Compared to most clay rich soils, terra rossa has surprisingly good drainage characteristics. This makes it a popular soil type for wine production. Among other wine regions, it is found in La Mancha in Spain and the Coonawarra, Fleurieu, Wrattonbully and Barossa Valley growing areas in Australia.

==Origin of terra rossa==
The origin of terra rossa, its parent material, and its relationship to underlying limestones and dolomites has been greatly debated over recent decades by geologists, geomorphologists, and soil scientists. One group of scientists argue that terra rossa likely developed from dissolution of the underlying carbonate rocks and the concentration of insoluble sediment and chert within it as the parent material of terra rossa. Another group of scientists argues that terra rossa cannot have been formed exclusively from the insoluble residue of underlying limestone and dolomite. Instead they propose that terra rossa is polygenetic in origin and that, depending on their geographic location, their parent material, which has been altered by pedogenesis, contains exotic sediments from volcanic ash; non-limestone and non-dolomite; and aeolian sources. A final group of scientists argues that terra rossa was formed by metasomatic replacement processes.

==Red Mediterranean==
In pedology, red Mediterranean soil, also known as terra rossa (Italian for "red soil") is a soil classification that has been formally superseded by the formal classifications of systems such as the FAO soil classification, but that is still in common use. The terra rossa classification was still, as of 1997, a part of the national soil classifications of countries such as Israel and Italy. The UNESCO/FAO World map equivalents are the chromic luvisols (a sub-order of the luvisols), and the USDA soil taxonomy equivalent is the rhodustalfs (a sub-order of the ustalfs).

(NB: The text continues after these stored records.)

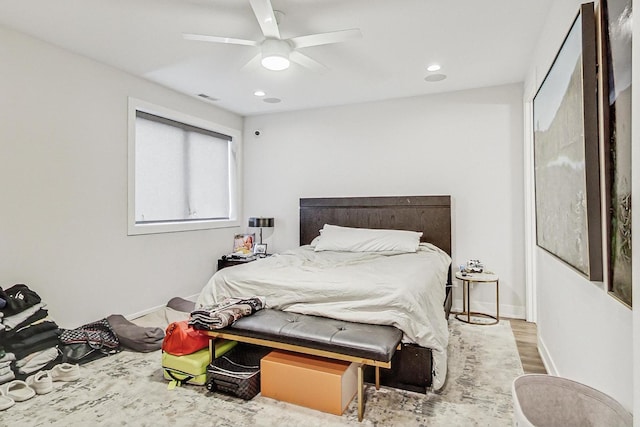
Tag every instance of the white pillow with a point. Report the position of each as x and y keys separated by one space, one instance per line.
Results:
x=346 y=239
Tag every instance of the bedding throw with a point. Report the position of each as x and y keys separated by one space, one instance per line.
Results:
x=222 y=314
x=404 y=290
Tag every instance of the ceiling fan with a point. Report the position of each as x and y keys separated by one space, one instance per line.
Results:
x=276 y=52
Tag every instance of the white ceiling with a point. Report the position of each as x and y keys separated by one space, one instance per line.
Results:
x=478 y=44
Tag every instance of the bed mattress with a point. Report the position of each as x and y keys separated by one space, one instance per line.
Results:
x=405 y=290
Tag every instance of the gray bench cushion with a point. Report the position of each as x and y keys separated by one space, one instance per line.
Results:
x=377 y=342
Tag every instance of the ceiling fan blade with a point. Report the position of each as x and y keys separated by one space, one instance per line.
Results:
x=325 y=38
x=266 y=18
x=218 y=39
x=307 y=62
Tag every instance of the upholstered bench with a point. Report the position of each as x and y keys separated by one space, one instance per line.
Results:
x=364 y=344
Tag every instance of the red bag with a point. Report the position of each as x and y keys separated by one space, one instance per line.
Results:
x=181 y=339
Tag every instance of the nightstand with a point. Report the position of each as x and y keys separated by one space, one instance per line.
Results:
x=467 y=279
x=230 y=262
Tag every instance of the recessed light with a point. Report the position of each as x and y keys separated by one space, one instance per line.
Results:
x=207 y=97
x=435 y=77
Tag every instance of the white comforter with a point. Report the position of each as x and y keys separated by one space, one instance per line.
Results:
x=403 y=290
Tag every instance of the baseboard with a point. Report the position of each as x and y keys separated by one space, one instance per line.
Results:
x=158 y=307
x=546 y=357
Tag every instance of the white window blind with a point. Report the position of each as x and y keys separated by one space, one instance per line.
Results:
x=182 y=172
x=182 y=176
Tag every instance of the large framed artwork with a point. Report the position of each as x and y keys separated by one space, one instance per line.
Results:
x=616 y=37
x=566 y=153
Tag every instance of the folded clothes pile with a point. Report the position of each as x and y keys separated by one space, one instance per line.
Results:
x=28 y=335
x=224 y=313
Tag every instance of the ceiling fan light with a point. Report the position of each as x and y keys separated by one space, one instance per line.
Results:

The classification denotes red-coloured soils (sometimes called "red rendzinas") which develop in or on the karstic landscape of the limestones of the Miocene and earlier periods, as well as calcretes in regions where the modern Mediterranean climate is predominant. The most accelerated development of red Mediterranean soils occurred from the Miocene to the Late Pleistocene, due to the large amount of climate fluctuation in those periods.